Inside Our New Simulation Engine

As we announced back in March, we recently overhauled our modeling and simulation engine, including releasing the core functionality as a standalone Python package. In this post we wanted to explore that decision and dig into the design of the new engine. Why make these changes? Why choose this particular approach? Why use JAX? What even is JAX? At the heart of the answers to all these questions is our vision for the future of model-based engineering as a process of iterative optimization.

To illustrate the vision more concretely, imagine your team is tasked with developing an autonomous vertical takeoff and landing (VTOL) aircraft that can seamlessly switch between rotary-wing flight for airfield operations and fixed-wing flight for long-distance cruising. Beyond the design of the aircraft itself, you must develop a robust controller that ensures smooth transitions between these flight modes while balancing overall performance and energy efficiency. The workflow will involve several stages, each posing unique challenges. From calibrating the physical design parameters with real-world data, to iterating on design configurations and planning efficient flight paths, each step requires meticulous tuning to achieve the desired outcomes. In other words, your tools not only need to help you design the aircraft, they also need to help you optimize it.

Why optimize for optimization?

Generally speaking, a wide variety of engineering problems can be formulated as mathematical optimizations. As the fidelity of models improves by fusing traditional and data-driven modeling approaches, engineers can increasingly leverage these models to improve performance, efficiency, and reliability. For example, all of the following stages in the design of our hypothetical VTOL aircraft can be viewed as optimization problems:

‍

Parameter calibration: Even a carefully derived model won’t match reality perfectly. You might need to calibrate coefficients of an analytic aerodynamics model, parameters of the rotor propulsion model, physical parameters like the moment of inertia (and its dependence on the changing configuration), damping coefficients in a structural vibration model, and so on.

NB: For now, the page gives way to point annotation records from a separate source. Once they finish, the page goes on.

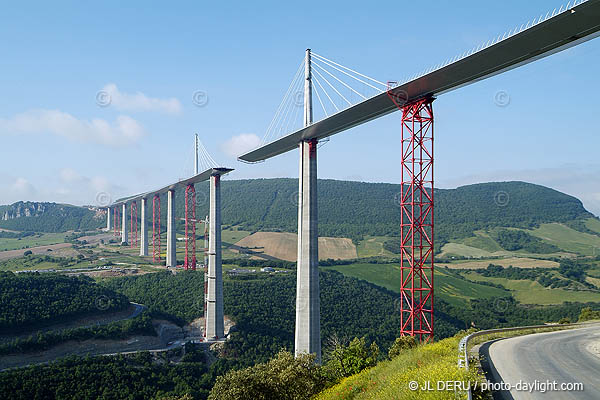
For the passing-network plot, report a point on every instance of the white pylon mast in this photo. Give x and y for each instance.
(196, 155)
(307, 90)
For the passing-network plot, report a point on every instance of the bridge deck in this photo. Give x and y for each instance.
(567, 29)
(201, 177)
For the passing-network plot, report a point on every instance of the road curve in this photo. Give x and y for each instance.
(563, 356)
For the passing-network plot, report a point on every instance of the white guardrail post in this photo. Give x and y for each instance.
(463, 356)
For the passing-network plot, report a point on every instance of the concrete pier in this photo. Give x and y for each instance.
(308, 312)
(108, 217)
(124, 225)
(171, 258)
(214, 309)
(308, 305)
(143, 229)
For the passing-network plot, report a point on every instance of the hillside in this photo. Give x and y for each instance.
(346, 209)
(48, 217)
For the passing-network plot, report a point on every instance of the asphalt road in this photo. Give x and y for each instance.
(565, 357)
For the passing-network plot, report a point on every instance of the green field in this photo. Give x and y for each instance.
(448, 287)
(372, 246)
(482, 240)
(45, 239)
(531, 292)
(593, 224)
(568, 239)
(463, 250)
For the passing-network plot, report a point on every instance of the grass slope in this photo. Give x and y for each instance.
(568, 239)
(531, 292)
(390, 379)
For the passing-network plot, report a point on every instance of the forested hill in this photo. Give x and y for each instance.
(353, 209)
(48, 217)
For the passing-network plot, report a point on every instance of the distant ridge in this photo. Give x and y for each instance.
(346, 208)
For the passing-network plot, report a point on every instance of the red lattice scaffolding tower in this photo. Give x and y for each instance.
(205, 251)
(416, 221)
(117, 221)
(190, 228)
(156, 228)
(133, 225)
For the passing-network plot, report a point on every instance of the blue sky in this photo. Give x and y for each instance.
(58, 144)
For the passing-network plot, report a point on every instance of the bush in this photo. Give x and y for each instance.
(344, 361)
(283, 377)
(402, 343)
(588, 314)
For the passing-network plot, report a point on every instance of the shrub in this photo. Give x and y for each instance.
(283, 377)
(588, 314)
(402, 343)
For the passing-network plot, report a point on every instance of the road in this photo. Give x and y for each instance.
(565, 357)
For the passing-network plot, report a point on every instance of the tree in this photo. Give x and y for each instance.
(283, 377)
(588, 314)
(402, 343)
(348, 360)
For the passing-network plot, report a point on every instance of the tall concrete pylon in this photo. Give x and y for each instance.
(308, 312)
(214, 307)
(171, 258)
(143, 229)
(108, 217)
(124, 230)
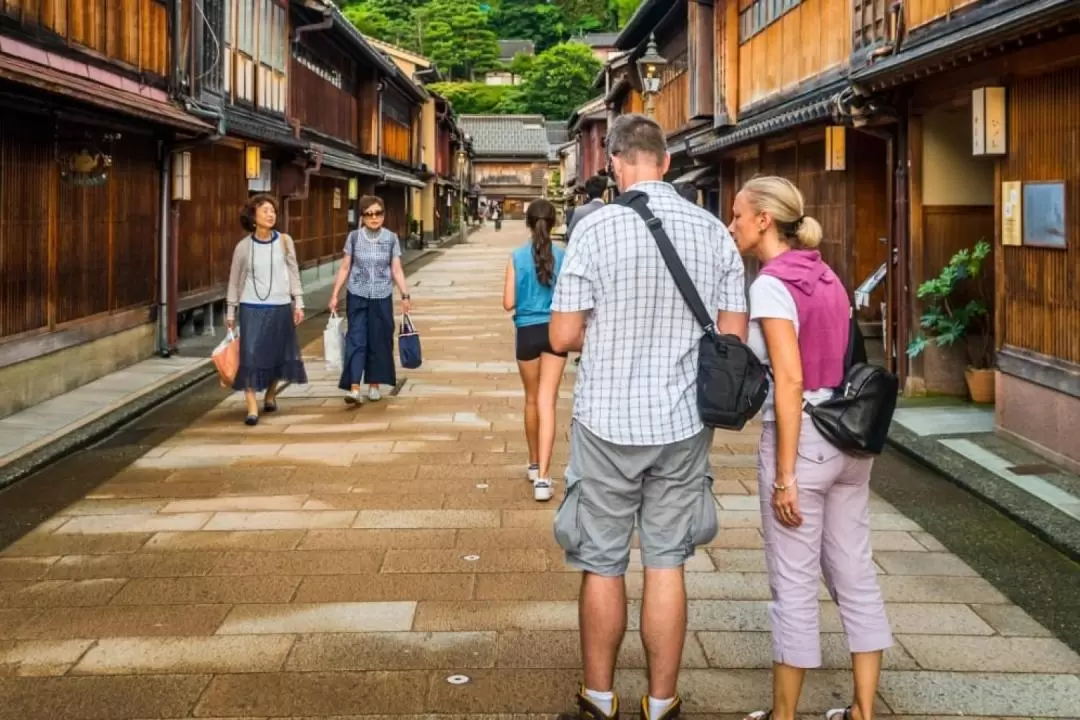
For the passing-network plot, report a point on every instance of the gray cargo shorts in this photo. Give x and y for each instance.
(666, 489)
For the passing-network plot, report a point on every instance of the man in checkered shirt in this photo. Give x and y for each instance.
(638, 450)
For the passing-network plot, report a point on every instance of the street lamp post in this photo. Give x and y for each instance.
(649, 67)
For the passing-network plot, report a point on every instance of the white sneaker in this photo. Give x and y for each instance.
(541, 490)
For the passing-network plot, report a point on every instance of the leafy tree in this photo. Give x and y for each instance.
(561, 80)
(623, 10)
(390, 21)
(474, 97)
(522, 65)
(585, 15)
(457, 37)
(541, 23)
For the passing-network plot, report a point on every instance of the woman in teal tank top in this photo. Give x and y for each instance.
(529, 285)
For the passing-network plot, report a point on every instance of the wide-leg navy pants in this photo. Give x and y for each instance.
(369, 342)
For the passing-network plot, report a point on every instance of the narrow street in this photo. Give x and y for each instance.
(338, 562)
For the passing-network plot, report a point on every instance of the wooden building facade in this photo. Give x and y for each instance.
(915, 130)
(132, 135)
(985, 98)
(511, 159)
(588, 127)
(84, 113)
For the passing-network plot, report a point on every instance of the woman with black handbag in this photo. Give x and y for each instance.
(814, 497)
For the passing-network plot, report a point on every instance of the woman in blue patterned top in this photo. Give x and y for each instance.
(529, 285)
(372, 267)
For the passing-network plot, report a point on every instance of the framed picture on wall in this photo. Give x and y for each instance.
(1044, 215)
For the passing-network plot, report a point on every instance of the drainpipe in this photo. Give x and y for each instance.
(378, 128)
(177, 44)
(163, 307)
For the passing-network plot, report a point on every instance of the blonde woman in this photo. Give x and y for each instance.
(814, 498)
(265, 287)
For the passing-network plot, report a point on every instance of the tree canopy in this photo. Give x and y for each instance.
(559, 80)
(461, 38)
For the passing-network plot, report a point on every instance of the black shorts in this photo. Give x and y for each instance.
(531, 341)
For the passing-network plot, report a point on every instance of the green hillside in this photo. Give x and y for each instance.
(461, 38)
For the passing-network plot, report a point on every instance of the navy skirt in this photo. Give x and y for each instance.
(269, 351)
(368, 342)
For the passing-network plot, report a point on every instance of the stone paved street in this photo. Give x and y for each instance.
(335, 562)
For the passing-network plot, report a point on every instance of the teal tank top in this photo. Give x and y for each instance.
(531, 299)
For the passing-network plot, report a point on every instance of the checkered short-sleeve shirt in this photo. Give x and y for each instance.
(369, 276)
(636, 382)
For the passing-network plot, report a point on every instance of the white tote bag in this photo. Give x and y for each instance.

This involves optimizing all of these parameters against uncertain measurement data to ensure that the model accurately captures the real-world performance of the aircraft.

Early-stage design iterations: In an early stage of model-based systems engineering, there are often many design parameters. Here the goal is to optimize some performance metric under the constraints of design requirements and the architecture of the model. For instance, the placement and size of control surfaces like ailerons and rudders is crucial. The design must balance maneuverability and stability by evaluating various configurations against performance criteria.

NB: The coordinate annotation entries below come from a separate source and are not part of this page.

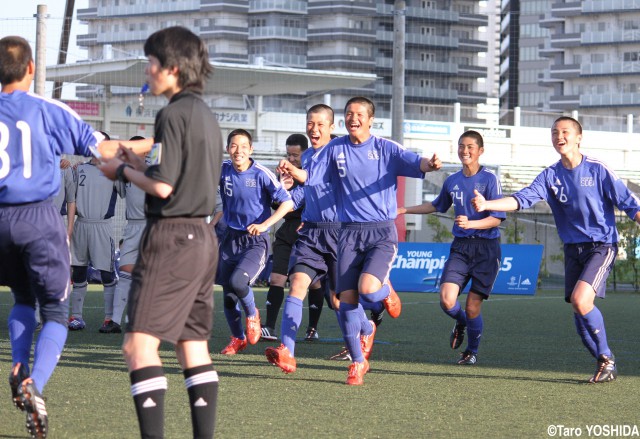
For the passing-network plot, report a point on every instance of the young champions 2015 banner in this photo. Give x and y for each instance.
(418, 267)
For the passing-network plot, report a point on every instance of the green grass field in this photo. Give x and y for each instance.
(531, 374)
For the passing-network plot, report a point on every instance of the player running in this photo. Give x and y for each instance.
(582, 193)
(475, 252)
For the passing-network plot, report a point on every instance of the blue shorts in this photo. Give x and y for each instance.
(476, 260)
(241, 251)
(35, 258)
(365, 248)
(315, 252)
(590, 262)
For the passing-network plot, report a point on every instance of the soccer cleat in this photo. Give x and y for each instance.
(282, 358)
(312, 334)
(235, 345)
(253, 328)
(377, 317)
(268, 334)
(468, 358)
(357, 372)
(392, 303)
(37, 419)
(110, 327)
(343, 355)
(16, 377)
(366, 341)
(76, 323)
(606, 370)
(457, 335)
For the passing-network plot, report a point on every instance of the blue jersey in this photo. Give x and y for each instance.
(582, 200)
(317, 194)
(34, 132)
(247, 196)
(458, 190)
(365, 177)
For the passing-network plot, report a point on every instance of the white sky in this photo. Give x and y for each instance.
(18, 19)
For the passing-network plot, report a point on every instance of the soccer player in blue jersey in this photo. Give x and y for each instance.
(247, 189)
(475, 252)
(582, 193)
(363, 172)
(34, 251)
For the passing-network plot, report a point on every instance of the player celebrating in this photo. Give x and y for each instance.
(34, 132)
(171, 296)
(582, 193)
(247, 189)
(475, 252)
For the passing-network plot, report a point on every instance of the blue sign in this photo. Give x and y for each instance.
(418, 267)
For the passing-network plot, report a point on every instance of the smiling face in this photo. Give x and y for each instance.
(240, 150)
(566, 137)
(161, 81)
(358, 121)
(469, 152)
(319, 128)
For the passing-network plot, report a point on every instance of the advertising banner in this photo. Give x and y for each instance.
(418, 268)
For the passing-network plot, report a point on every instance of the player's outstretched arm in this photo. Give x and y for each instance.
(506, 204)
(421, 209)
(432, 164)
(284, 208)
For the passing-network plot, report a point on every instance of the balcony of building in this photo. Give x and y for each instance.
(280, 59)
(277, 32)
(224, 32)
(610, 100)
(125, 9)
(617, 6)
(619, 36)
(287, 6)
(346, 33)
(611, 68)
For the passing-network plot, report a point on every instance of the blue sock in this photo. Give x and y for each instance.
(474, 332)
(249, 303)
(583, 332)
(47, 353)
(352, 323)
(376, 296)
(22, 326)
(595, 325)
(291, 319)
(233, 315)
(456, 313)
(366, 328)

‍Path planning/trajectory generation: Efficiently transitioning the aircraft from high-altitude cruising to landing on a confined helipad involves solving a series of optimal control problems. This requires determining the best series of inputs that minimize energy use while adhering to dynamic constraints.

Surrogate modeling: In many cases, design or control decisions may be informed by processes which can be simulated or tested experimentally with high fidelity, but also high cost. At the same time, the information from each such experiment is often relatively compact (e.g. pressure distributions or aerodynamic coefficients from a 3D CFD simulation or wind tunnel test). In this case you might use a fast and approximate surrogate model trained on the high-fidelity data as an effective way to quickly converge towards desired performance. Here there are two nested optimization problems: the surrogate optimizes the mismatch with the input-output map of the high-fidelity experiment, while the surrogate itself can also be used in a higher-level global optimization to efficiently determine promising new design parameters.

As the demand for more accurate, efficient, and reliable models grows, the seamless integration of machine learning with traditional first-principles modeling also becomes increasingly important. Optimization serves as the bridge between these two paradigms, enabling engineers to harness the power of data-driven insights while preserving the interpretability and robustness of physics-based models. Modeling, simulation, and deployment becomes a closed-loop process where the model predictions can inform the design or use of a system, while real-world data feeds back to improve the model—a concept known as “digital twinning”.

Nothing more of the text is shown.